Eliaz: We were not surprised to find that matching language contact tracing was associated with an increased likelihood of being tested for COVID-19 and being referred to I&Q support services, such as food, housing and life support equipment. Individual protection.

Previous studies have shown the benefit of language concordance in the clinical setting, and our experiences within the pandemic response team have illustrated the critical importance of effective communication during contact tracing. . Greater likelihood of testing and referral to I&Q support services when public health programs adopt language concordant approaches validates ongoing political discourse regarding the need to address institutional racism in state public health programs -United

What other discoveries have marked you?

Eliaz: Interestingly, there was no association between language concordance and completion of the contact tracing interview [OR 1.04, 95% CI 0.84-1.29]. These results suggest that contact tracers were able to conduct comprehensive interviews to the same extent, regardless of linguistic concordance. However, the results of these interviews, namely follow-up testing and access to essential support services, varied widely.

What are the implications of better linguistic concordance on health outcomes in general?

Eliaz: A number of recent studies have begun to shed light on the association between language concordance and health outcomes. Language forms the basis of communication that allows us to relate to patients, listen carefully, provide clear advice and form a therapeutic alliance. Although further studies are needed to explore the relationship between language concordance and follow-up care, it seems likely that improving language concordance between patients and providers has important implications for the trajectory of patient care. .

Besides the Latinx community, what other American populations would benefit from a better linguistic match?

Eliaz: We believe that all populations whose primary language is not English should have access to public health services tailored to their language preferences. The COVID-19 pandemic has provided insight into how specific races and ethnicities in the United States remain remote from public health services. United States public health departments need to tailor their language capabilities to the specific language needs of their communities.

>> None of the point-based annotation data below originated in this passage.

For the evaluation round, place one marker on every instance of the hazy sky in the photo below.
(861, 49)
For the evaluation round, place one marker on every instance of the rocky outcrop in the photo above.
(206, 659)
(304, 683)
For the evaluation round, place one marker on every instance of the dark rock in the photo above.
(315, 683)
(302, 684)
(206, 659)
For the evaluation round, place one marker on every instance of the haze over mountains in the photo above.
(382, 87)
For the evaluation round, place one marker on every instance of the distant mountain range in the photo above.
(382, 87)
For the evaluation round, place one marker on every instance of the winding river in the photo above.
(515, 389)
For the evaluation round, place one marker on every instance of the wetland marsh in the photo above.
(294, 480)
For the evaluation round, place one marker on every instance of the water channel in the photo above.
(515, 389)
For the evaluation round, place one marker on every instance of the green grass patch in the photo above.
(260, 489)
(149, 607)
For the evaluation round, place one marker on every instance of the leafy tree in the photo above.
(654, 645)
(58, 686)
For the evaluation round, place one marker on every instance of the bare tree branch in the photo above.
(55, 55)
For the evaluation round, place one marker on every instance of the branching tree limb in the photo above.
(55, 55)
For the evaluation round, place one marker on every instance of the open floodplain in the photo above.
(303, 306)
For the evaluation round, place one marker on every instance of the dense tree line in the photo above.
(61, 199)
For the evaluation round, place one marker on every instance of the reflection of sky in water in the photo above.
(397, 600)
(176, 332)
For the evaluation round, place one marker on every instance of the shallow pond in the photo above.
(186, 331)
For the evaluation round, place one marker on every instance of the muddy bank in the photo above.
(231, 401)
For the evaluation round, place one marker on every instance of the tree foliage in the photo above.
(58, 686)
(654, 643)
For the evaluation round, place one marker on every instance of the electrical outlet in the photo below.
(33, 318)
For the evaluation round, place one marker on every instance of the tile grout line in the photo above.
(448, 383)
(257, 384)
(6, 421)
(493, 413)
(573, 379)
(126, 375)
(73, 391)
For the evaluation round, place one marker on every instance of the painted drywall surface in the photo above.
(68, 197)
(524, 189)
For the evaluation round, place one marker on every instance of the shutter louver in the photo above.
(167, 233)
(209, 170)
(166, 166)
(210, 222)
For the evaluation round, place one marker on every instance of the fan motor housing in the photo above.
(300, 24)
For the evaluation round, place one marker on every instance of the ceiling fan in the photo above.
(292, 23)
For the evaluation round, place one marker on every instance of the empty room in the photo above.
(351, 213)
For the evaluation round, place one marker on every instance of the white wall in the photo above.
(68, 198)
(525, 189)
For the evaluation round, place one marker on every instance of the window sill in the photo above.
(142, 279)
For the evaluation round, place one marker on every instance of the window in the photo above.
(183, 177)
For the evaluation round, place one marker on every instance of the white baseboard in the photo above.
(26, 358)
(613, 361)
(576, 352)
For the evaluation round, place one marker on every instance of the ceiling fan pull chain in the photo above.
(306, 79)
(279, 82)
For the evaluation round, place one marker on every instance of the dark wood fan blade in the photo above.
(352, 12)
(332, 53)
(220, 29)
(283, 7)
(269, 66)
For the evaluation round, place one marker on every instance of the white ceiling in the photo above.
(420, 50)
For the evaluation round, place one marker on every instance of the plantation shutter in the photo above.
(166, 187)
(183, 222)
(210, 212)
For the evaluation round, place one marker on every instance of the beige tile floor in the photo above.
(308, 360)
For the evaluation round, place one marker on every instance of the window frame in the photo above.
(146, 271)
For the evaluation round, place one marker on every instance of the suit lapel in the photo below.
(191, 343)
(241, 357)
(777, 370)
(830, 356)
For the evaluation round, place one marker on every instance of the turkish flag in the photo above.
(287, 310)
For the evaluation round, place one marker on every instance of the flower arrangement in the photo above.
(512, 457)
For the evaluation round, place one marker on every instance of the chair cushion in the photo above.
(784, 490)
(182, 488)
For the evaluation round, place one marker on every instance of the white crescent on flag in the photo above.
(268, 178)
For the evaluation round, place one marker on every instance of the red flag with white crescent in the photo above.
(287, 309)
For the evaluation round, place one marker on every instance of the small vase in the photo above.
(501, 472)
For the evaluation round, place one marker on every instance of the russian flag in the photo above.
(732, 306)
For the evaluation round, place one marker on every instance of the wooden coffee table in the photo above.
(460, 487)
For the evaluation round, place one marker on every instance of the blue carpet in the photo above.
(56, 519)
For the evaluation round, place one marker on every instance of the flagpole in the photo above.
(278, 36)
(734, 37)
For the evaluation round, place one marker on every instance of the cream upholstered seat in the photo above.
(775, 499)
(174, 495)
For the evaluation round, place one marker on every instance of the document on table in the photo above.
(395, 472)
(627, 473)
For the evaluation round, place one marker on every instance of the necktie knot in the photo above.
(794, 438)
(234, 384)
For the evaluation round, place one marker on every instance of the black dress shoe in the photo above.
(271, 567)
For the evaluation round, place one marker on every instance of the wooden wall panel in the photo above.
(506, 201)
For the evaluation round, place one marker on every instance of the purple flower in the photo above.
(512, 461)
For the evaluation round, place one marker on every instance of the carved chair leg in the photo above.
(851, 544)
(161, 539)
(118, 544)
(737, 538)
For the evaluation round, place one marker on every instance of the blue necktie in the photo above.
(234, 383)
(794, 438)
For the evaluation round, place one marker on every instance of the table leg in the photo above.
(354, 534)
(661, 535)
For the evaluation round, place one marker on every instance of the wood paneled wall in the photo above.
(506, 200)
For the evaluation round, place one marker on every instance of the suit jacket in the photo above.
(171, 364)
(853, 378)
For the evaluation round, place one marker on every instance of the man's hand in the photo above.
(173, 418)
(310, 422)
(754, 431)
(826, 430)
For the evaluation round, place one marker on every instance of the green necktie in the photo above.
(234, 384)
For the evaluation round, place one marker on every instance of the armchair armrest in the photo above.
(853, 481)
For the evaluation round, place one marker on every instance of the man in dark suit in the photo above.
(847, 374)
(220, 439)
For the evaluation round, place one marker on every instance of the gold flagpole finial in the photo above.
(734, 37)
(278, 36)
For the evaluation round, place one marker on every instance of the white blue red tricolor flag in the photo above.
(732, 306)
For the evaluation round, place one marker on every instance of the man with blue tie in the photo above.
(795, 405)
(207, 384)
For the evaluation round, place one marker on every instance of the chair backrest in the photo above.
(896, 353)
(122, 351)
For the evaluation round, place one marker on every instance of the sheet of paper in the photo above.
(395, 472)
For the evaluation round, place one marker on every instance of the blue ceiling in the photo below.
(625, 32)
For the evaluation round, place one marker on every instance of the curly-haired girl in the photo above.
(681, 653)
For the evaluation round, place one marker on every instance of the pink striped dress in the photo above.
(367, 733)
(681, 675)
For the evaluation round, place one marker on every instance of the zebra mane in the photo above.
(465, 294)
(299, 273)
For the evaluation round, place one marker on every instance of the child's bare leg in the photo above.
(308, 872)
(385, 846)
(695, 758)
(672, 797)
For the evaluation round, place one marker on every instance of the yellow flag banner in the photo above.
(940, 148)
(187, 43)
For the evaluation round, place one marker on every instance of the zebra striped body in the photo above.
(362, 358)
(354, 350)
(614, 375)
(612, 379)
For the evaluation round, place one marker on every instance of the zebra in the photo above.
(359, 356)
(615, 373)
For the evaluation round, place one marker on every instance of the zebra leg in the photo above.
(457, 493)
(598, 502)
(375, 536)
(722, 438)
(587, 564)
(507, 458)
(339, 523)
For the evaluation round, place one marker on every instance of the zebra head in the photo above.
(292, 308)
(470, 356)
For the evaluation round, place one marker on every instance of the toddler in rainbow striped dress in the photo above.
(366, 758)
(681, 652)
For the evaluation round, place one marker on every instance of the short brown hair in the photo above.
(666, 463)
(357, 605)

Certainly, in the San Francisco Bay Area, Spanish-speaking and Mayan communities have been disproportionately impacted by COVID-19.

In other places, meeting local language needs may mean investing in increased access to public health staff fluent in languages ​​such as Mandarin or Haitian Creole.

How can physicians improve language concordance and health equity in their own practice?

Eliaz: Our findings speak to the importance of a culturally humble and linguistically diverse public health workforce to reach communities with limited English proficiency and improve access to essential public health resources. .

As public health and clinical staff, it is essential that we advance initiatives to increase the diversity of our workforce and advocate for the recruitment of a workforce that reflects the communities we serve. As providers, it is also important that we advocate for our patients with limited English proficiency and make concerted efforts to improve system-level access to care or language-matched interpreter services. As our findings show, such efforts are important for improving public health and advancing health equity.

What’s the next step in finding your group?

Eliaz: There is a critical need to evaluate new models for delivering culturally humble and linguistically congruent public health programs, particularly targeting the needs of vulnerable populations in the United States. The team I work with at UCSF is actively evaluating pilot programs in which concordant language community health workers are empowered to perform critical functions in the COVID-19 response, including addressing reluctance to vaccination, conducting case investigations and conducting risk communication activities.

We very much hope that these programs will gain sustained support from our public health departments to address disparities in access to public health resources now and beyond the pandemic.

You can read the summary of the study here.

Eliaz and his co-authors have disclosed no relationship with the industry.